This Black Friday is set to be record-breaking. It is expected that retailers in the UK could take as much as £1 billion in online sales on this one day alone, while online sales over the Black Friday and Cyber Monday weekend could exceed £2.2 billion as British bargain hunters try to get hold of the best deals.
But the expected surge in traffic is both a challenge and opportunity. Will retailers – and their web properties – be prepared for the shopping frenzy that awaits them on the 27th November?
Last year, websites belonging to the likes of well-known retailers such as Currys, Argos and Tesco buckled under the strain of the millions of shoppers flooding their pages for the best deals. Sites crashed and pages loaded more slowly under the atypical surges.
John Lewis reportedly saw its online traffic increase by 307% between midnight and 6am on Black Friday last year, resulting in a number of customers not being able to access the company’s website whilst the Currys website instructed shoppers to join a virtual queue with an estimated waiting time of 30 minutes to shop online.
Today, customers do not have the patience to wait – they want instantaneous performance. In fact, a Dyn study from earlier this year found that nearly half of British consumers (47%) are willing to wait a mere five seconds for a web page to load when shopping online before abandoning the page.
Furthermore, over a quarter (27%) said they would drop a purchase if the website is too slow. Evidently, customers are looking for speed and efficiency, as well as accessibility.
Therefore, it’s crucial that the online customer experience doesn’t suffer because of a traffic peak, especially on days such as Black Friday. If the page is slow to load or process an order, retailers will not only lose customers and money but also potentially face damaging their brand reputation.
In fact, 42% of UK consumers in our survey said their trust in a brand would be damaged if the site was slow-performing.
For the second year running Argos appears to be struggling under the strain of Black Friday. UK shoppers are reporting slow loading times, webpages timing out, webpage crashes and a warning message from the high street retailer stating that “demand for this part of the site is really high. You can find more on this news here. In response to this, I wonder if you would be interested in a comment from Paul Heywood, EMEA managing director at Internet performance company Dyn on the importance of Internet Performance for retailers on days like Black Friday?
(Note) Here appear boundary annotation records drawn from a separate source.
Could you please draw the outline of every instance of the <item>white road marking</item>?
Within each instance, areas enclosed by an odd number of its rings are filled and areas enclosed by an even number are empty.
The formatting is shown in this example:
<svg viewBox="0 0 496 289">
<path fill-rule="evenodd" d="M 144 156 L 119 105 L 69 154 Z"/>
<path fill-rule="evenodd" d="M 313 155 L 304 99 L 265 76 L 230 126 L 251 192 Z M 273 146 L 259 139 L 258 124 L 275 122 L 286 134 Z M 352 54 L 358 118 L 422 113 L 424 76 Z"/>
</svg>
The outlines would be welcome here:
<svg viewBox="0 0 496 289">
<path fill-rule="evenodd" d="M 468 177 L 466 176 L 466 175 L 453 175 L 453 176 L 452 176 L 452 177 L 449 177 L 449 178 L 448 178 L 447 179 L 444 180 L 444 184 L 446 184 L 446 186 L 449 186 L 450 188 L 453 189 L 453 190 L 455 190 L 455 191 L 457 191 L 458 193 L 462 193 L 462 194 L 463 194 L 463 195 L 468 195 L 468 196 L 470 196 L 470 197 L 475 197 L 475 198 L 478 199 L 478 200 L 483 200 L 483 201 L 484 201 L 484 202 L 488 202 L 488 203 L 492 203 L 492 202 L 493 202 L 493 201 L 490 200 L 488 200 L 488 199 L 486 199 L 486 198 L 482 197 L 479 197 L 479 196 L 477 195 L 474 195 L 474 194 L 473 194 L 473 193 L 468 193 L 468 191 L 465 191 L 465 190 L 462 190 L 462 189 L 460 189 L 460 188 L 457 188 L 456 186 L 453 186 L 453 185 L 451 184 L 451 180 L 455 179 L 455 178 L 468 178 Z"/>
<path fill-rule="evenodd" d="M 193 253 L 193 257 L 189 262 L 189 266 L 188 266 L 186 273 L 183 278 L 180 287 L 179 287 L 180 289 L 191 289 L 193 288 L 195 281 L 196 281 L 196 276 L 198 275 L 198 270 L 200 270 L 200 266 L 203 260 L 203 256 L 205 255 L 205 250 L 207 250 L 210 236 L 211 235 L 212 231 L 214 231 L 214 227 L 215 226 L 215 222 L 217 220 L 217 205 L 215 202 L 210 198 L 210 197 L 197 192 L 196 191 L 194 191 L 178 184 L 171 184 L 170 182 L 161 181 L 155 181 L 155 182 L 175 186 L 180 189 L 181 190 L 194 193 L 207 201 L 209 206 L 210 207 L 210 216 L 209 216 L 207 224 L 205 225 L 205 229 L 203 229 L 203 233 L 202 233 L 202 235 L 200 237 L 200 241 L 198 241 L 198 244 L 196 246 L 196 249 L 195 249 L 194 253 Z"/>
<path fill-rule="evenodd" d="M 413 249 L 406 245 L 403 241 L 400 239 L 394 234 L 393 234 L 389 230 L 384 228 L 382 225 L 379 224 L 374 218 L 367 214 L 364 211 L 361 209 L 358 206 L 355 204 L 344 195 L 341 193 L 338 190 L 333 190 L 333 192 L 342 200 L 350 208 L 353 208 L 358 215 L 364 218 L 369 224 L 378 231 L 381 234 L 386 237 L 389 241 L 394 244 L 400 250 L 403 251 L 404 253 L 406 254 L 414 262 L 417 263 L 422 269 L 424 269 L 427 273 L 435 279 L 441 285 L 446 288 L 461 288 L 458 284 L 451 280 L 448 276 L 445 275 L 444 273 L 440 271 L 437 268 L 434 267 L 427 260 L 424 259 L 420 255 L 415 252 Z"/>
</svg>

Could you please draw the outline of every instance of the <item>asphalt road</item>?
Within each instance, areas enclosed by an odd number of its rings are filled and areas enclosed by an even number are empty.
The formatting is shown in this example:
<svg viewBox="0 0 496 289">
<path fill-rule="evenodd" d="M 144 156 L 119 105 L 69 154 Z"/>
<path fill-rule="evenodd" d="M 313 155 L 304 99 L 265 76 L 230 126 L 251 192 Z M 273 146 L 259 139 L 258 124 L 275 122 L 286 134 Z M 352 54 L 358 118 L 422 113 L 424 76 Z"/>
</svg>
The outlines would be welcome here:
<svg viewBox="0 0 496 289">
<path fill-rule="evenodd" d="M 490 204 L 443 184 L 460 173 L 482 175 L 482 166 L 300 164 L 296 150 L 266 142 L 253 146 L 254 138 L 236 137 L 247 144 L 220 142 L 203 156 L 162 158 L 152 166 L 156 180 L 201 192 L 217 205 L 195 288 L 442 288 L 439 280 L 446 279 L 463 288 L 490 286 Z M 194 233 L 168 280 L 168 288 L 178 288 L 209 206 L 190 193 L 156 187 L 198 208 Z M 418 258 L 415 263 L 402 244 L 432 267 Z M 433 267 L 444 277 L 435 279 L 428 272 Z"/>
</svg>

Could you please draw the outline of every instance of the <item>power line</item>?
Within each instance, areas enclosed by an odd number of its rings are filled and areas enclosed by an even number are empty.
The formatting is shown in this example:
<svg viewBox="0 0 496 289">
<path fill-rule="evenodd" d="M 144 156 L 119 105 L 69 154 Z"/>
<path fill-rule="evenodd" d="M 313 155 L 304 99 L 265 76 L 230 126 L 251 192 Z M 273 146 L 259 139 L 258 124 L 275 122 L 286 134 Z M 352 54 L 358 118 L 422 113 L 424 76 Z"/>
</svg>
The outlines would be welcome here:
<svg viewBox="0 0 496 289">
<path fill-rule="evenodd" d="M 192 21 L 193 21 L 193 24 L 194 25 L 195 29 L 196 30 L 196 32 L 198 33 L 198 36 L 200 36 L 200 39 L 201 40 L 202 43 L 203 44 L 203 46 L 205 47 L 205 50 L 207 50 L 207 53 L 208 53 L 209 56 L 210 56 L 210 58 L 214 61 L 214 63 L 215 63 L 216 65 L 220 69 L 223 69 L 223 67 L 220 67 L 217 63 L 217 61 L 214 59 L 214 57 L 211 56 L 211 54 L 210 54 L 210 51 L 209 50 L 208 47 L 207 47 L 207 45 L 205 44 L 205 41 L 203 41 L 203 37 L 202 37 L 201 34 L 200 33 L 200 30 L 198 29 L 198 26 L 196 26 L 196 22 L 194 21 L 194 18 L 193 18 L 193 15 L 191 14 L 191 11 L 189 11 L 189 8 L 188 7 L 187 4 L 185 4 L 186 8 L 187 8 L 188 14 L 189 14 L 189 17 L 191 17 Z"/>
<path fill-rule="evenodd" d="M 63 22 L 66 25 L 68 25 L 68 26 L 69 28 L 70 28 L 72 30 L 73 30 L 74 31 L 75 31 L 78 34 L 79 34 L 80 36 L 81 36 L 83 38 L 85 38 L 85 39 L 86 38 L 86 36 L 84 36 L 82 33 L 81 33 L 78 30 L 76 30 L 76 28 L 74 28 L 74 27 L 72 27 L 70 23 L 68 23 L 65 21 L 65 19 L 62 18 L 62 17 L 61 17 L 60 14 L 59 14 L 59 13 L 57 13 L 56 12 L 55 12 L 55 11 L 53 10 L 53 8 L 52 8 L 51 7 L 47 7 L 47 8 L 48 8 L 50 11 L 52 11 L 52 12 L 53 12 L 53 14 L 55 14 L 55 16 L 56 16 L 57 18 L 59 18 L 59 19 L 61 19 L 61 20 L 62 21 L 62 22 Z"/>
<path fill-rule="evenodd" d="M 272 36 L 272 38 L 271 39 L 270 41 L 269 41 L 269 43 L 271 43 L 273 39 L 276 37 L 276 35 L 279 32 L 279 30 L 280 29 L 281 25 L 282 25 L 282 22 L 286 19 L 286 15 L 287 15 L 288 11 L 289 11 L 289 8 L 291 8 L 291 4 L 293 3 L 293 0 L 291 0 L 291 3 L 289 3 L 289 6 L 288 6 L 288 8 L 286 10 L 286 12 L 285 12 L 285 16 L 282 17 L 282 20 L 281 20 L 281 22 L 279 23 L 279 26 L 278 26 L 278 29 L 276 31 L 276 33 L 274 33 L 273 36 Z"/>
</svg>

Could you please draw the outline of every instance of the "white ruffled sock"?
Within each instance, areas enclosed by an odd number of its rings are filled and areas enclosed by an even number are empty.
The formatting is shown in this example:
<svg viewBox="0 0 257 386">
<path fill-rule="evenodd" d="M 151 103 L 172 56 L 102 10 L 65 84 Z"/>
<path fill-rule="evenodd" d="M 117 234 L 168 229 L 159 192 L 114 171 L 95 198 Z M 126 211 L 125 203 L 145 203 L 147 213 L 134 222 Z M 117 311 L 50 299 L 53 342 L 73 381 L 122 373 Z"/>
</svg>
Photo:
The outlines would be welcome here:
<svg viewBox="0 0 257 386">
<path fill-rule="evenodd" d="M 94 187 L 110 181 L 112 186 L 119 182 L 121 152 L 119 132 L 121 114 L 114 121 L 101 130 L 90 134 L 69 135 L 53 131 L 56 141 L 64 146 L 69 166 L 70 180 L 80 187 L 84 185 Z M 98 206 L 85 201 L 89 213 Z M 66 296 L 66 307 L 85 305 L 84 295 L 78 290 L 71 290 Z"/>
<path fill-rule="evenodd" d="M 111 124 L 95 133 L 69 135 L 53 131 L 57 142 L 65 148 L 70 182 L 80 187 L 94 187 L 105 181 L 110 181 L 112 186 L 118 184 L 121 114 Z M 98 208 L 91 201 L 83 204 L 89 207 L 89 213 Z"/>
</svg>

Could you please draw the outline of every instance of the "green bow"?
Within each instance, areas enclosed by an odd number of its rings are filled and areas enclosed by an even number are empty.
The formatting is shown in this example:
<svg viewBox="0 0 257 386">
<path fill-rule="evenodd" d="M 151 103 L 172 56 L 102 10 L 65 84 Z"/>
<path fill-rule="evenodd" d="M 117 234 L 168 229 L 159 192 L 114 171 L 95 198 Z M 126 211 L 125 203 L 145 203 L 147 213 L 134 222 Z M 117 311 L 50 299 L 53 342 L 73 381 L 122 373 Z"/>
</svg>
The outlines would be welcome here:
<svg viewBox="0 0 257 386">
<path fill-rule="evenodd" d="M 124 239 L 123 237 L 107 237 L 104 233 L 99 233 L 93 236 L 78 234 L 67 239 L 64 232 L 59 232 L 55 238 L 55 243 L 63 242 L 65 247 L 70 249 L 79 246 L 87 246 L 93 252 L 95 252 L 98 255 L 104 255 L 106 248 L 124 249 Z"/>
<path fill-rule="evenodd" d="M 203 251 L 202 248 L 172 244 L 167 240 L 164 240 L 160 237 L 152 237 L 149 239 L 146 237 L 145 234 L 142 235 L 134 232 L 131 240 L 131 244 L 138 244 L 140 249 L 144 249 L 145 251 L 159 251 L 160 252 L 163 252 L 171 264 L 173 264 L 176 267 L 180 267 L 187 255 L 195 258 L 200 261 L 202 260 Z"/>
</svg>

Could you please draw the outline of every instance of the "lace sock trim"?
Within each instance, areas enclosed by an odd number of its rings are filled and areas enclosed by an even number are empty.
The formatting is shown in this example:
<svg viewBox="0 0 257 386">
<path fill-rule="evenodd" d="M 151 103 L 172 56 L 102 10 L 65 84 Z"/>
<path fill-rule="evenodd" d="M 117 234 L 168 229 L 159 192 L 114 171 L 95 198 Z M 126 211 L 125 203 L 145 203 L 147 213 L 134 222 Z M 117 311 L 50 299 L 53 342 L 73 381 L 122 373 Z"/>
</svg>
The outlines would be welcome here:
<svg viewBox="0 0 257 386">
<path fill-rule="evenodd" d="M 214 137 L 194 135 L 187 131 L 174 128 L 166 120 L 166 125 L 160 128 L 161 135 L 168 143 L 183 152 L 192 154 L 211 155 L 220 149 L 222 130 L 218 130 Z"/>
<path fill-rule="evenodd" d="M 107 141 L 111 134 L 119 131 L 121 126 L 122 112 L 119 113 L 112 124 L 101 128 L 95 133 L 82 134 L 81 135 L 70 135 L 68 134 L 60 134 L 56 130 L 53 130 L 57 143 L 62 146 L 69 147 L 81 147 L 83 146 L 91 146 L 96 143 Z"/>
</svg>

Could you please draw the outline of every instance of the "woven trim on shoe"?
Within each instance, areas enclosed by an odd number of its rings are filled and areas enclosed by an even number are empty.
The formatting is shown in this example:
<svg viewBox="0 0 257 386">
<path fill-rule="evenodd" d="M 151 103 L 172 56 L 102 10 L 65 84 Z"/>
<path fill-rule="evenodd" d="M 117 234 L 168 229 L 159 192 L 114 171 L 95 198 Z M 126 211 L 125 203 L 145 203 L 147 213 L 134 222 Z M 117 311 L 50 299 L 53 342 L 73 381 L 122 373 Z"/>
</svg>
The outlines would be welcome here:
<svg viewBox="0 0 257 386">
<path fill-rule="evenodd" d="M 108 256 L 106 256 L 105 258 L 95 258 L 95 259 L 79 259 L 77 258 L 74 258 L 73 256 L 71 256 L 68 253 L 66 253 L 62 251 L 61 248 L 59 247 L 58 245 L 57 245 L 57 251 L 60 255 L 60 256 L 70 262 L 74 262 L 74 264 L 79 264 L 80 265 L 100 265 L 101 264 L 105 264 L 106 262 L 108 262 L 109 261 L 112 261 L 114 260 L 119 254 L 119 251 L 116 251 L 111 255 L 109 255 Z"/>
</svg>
With so much at stake, then, knowing how to withstand the huge influxes of traffic to websites is crucial to making days such as Black Friday and Cyber Monday the biggest success possible for retailers.
Performance management
First and foremost retailers need to take a hard look at their online infrastructure. At busy times it is not just the website, but rather the performance of the entire online network that can impact retailers’ success on annual, one-off sales weekends.
With visibility of the global infrastructure and insight into how customers connect to their site, retailers are able to spot ways to improve it.
Improving performance can be just simple as monitoring performance of online stores and load balancing traffic during spikes of activity. When high traffic volumes affect one part of the global network, end-to-end path analysis can alert retailers to latencies and outages, allowing them to carry out remedial actions much more efficiently.
Furthermore, managing traffic through the DNS layer enables retailers to select alternative routes and take preventative action to avoid downtime, slowly loading pages load and uncompleted transactions caused by traffic spikes.
> See also: How technology can be used to decode customer behaviour in-store
This will be critical to retailers’ success on one of the busiest shopping weekends of the year – not only from a sales perspective but also from the perspective that the brand’s reputation needs protecting.
Reaping the rewards
Consumers expect a trouble-free, consistent online experience even during peak sale periods. Brand reputation and customer loyalty is at stake here and it is, therefore, very clear that brands cannot afford to lose out because of a transaction failure or outage.
Without a reliable and high performing online infrastructure in place, retailers are at risk of damaging their brand if their website crashes and they cannot accommodate the huge volumes of web traffic to their site on high profile sales days such as Black Friday and Cyber Monday.
Internet Performance is the key factor for businesses to meet customer demands online, no matter the scale of the sales on offer. The result? Both retailers and customers get to reap the rewards this record-breaking day promises.